We know an awful lot about al-Awlaki and everything we know screams that he was, as they say in the spook trade, “one of ours”.

Imam al-Awlaki claimed to have been born in Yemen, but actually came into the world in 1971 in New Mexico and, in 1994, earned a Bachelor of Civil Engineering degree from Colorado State University. Curiously, he was by then holding a Yemeni passport and scholarship. He became president of the Muslim Students Association and reportedly spent a summer vacation training with the Afghan mujahideen. This was after the Russian pull-out, and before the advent of the Taliban, but at the time the CIA was still working with the mujahideen.

Al-Awlaki also studied education leadership at San Diego State University, though he never completed his degree, and during 2001 he worked on a human resources doctorate at George Washington University, which has long-standing ties with the CIA.

But here’s where it gets really weird. Either shortly before, or just after, September 11, al-Awlaki was placed on a terrorist watch list and picked up for passport fraud and soliciting prostitutes. He also came to notice because of his association with three of the alleged September 11 hijackers. The FBI interviewed him four times, but somehow failed to stop him leaving the country. And no matter what he was arrested for, he always beat the rap. Funny thing that.

And then in February 2002, he was an honoured guest at a formal Pentagon lunch after a being noticed propounding impeccably pro-American and anti-al-Qaeda views in a sermon. The Pentagon was, at the time, seeking moderate voices among the Muslim community.
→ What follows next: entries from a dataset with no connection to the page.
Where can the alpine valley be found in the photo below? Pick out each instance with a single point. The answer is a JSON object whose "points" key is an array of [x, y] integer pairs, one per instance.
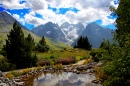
{"points": [[58, 35]]}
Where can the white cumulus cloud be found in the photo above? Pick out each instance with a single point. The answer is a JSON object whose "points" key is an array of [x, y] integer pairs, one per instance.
{"points": [[89, 10]]}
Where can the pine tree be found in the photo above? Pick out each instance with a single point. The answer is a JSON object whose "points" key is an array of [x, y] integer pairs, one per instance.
{"points": [[118, 70], [17, 49], [42, 46], [30, 53], [123, 22]]}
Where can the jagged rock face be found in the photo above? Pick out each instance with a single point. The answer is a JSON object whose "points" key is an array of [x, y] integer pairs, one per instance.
{"points": [[50, 30], [96, 34]]}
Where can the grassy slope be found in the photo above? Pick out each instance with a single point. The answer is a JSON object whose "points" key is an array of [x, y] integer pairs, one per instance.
{"points": [[52, 45], [65, 54]]}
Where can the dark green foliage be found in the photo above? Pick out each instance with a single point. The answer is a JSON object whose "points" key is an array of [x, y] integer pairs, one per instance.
{"points": [[123, 22], [118, 68], [42, 46], [83, 43], [5, 65], [18, 50]]}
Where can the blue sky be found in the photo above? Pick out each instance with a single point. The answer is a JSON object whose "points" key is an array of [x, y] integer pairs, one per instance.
{"points": [[32, 13]]}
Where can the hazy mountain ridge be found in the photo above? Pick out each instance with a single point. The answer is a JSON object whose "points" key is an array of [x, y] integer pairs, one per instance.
{"points": [[6, 24], [96, 34], [72, 31], [67, 33], [50, 30]]}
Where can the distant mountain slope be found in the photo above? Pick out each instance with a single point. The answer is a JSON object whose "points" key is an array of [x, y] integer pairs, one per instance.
{"points": [[96, 34], [6, 24], [50, 30], [72, 31]]}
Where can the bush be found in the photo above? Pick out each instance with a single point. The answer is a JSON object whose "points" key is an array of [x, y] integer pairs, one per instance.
{"points": [[99, 54], [5, 66]]}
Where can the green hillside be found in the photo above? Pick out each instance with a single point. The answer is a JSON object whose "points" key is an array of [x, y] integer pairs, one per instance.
{"points": [[53, 45]]}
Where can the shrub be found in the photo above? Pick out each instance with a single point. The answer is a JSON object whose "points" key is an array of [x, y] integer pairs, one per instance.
{"points": [[16, 73], [5, 66], [99, 54], [9, 75]]}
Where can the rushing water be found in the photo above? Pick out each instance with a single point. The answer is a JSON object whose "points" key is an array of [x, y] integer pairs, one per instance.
{"points": [[64, 79]]}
But then, al-Awlaki turns up in Yemen (where he was known as Abu Atiq) and the mainstream media labelled him a very dangerous extremist indeed – the very first American to make the CIA’s kill or capture list. No doubt this attention did al-Awlaki’s street cred wonders. With his blog and Facebook page, he became known as “the Bin Laden of the internet”.

In October 2006, the Yemeni secret police rounded up a large group of Islamist militants involved in a gun-running operation, but not our man al-Awlaki. Conveniently, he’d been arrested six weeks earlier. Supposedly he spent 18 months in solitary before being let loose again. It was another example of the pattern of “catch and release” that was a feature of Anwar al-Awlaki’s career until his death.
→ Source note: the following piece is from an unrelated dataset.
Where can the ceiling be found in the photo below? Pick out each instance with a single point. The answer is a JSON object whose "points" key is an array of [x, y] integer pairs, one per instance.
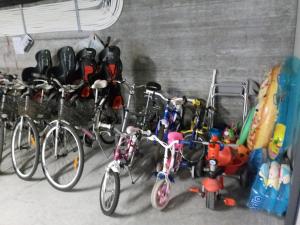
{"points": [[6, 3]]}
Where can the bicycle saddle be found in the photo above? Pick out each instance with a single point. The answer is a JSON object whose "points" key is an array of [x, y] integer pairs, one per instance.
{"points": [[132, 130], [99, 84], [87, 62], [110, 54], [65, 71], [153, 86], [44, 63]]}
In 2010 he was credited with organising the farcical attempt by Umar Farouk Abdulmutallab to bomb a 2009 Christmas Day trans-Atlantic flight with explosives hidden in his underwear, and the even more farcical 2010 photocopier bomb plot. Both these operations – loudly claimed by al-Qaeda in the Arabian Peninsula – were terrific publicity for the War on Terror, but hopelessly amateurish and gratifyingly unsuccessful.

And then apparently, Anwar got deaded. But has this man really crossed the finish line, or has he been retired?
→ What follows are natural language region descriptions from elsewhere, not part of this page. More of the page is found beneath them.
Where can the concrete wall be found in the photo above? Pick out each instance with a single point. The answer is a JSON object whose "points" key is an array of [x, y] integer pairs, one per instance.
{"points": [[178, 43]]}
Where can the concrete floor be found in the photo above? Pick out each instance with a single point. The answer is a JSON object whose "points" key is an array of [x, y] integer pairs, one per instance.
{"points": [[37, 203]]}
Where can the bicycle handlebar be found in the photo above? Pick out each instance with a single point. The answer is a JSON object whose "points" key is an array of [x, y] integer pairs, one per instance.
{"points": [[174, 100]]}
According to the German news agency DPA, Yemen’s security agencies have no substantial evidence that al-Awlaki died in the airstrike.

Their story goes that only one of three cars had been hit, while the other two escaped. It was hard to identify the remains left after the raid.

“There was no actual body”, a Yemeni security source said. “All that was left after the incident were mere remains mixed with wrecked pieces of the targeted car. These remains were collected and buried by residents in the area.”

Perhaps Anwar is, as you read this, clean-shaven and sunning himself on a beach in the Caribbean, pondering the mysteries of energy politics as he reads in the Washington Post that his masters are embracing the very folk he spent years informing on.